At the start of the project, work was focused on the formulation of the key concepts that inform the three research strands, in particular “archipelagic India”, “archipelagic memory” and “Indian Ocean quotidian”. An archipelagic approach to research was devised, shifting the vantage point from the periphery to the centre, thus foregrounding the perspective of island spaces and proceeding inwards from there to the Indian subcontinent along concentric circles of national belonging. Accordingly, archival research started in Mauritius and continued in Pondicherry, two regions connected by an earlier colonial history and by continuing linguistic affinities which endow them with a standpoint on national developments that are eccentric, not only geographically but also epistemologically.
Across all strands, work has involved research into a series of periodicals from Pondicherry, Mauritius and the Indian Ocean region from whose pages an intense intellectual effort of ‘world-making’ emerged, veered towards the geopolitical, ideological or cultural rapprochement of different Indian Ocean regions between 1947 and the early 1970s. Archival research was also focused on the analysis of works by writers from India or of Indian origin whose politics or poetics speak to the challenge of thinking India ‘archipelagically’, and on the genre of literary anthologies.

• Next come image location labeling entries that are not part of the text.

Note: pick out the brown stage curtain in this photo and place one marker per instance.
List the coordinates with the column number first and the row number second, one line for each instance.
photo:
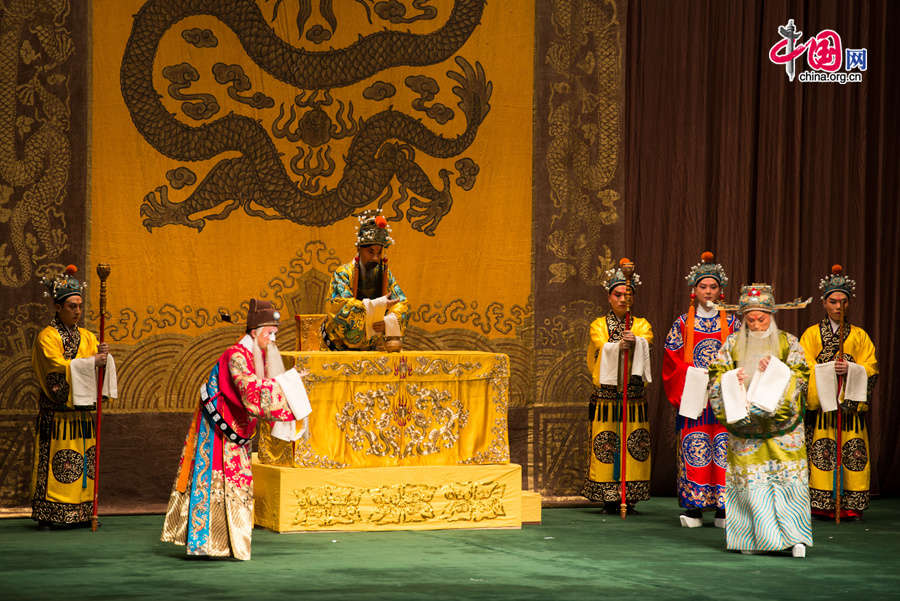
column 781, row 179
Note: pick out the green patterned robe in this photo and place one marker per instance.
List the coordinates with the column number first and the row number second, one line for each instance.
column 767, row 483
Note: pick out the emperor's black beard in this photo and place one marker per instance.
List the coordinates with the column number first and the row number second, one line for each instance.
column 369, row 285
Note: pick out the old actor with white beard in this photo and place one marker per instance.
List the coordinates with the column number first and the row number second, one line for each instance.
column 211, row 506
column 757, row 385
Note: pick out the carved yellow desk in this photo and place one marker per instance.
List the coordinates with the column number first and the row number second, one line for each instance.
column 410, row 440
column 374, row 409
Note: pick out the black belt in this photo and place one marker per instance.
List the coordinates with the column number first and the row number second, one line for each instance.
column 215, row 419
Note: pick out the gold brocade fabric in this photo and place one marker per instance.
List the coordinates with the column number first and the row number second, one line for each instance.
column 374, row 409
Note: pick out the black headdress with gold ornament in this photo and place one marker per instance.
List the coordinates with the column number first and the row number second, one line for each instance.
column 837, row 281
column 63, row 285
column 761, row 297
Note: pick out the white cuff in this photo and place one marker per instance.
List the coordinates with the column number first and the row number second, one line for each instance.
column 83, row 380
column 826, row 385
column 734, row 397
column 857, row 383
column 693, row 397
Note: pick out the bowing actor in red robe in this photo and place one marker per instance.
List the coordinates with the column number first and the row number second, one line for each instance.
column 701, row 447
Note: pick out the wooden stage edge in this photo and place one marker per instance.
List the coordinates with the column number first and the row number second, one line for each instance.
column 378, row 499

Research visits were useful towards the production of a few case studies examining places that, regardless of their peripherality with respect to the political centre of gravity of the Indian nation, had a significant purchase on the conceptual and imaginative geographies of Indian writers and intellectuals and constituted the material nodes of ‘archipelagic India’. In Mauritius, the research focused on selected memorial sites and literary representations of plantation lives in Western Indian Ocean islands; in India, a series of locations in Tamil Nadu and Karnataka that have enabled a reading of R.K. Narayan’s Indian Ocean fictional geographies against the metaphorical representation of India as an urban-rural archipelagic continuum; in Indonesia, the sites of the Bandung 1955 conference.
In addition to the project publications (listed under Results) and a series of presentations at academic seminars and international conferences, findings have been disseminated to the scientific community and communicated to the larger public through a series of activities, including the seminar series "Archipelagic Indias" (2021-2024, partly available on YouTube); the webinar "Conceptualising Archipelagic Memory" (01/02/2022, available on YouTube); the international conference "Archipelagic Memory: Intersecting Geographies, Histories and Disciplines" (Mauritius, 2-4 August 2022); the event "Writing and imagining history: Narrating the Indian Ocean world", with writer Amitav Ghosh (London, 28 November 2024).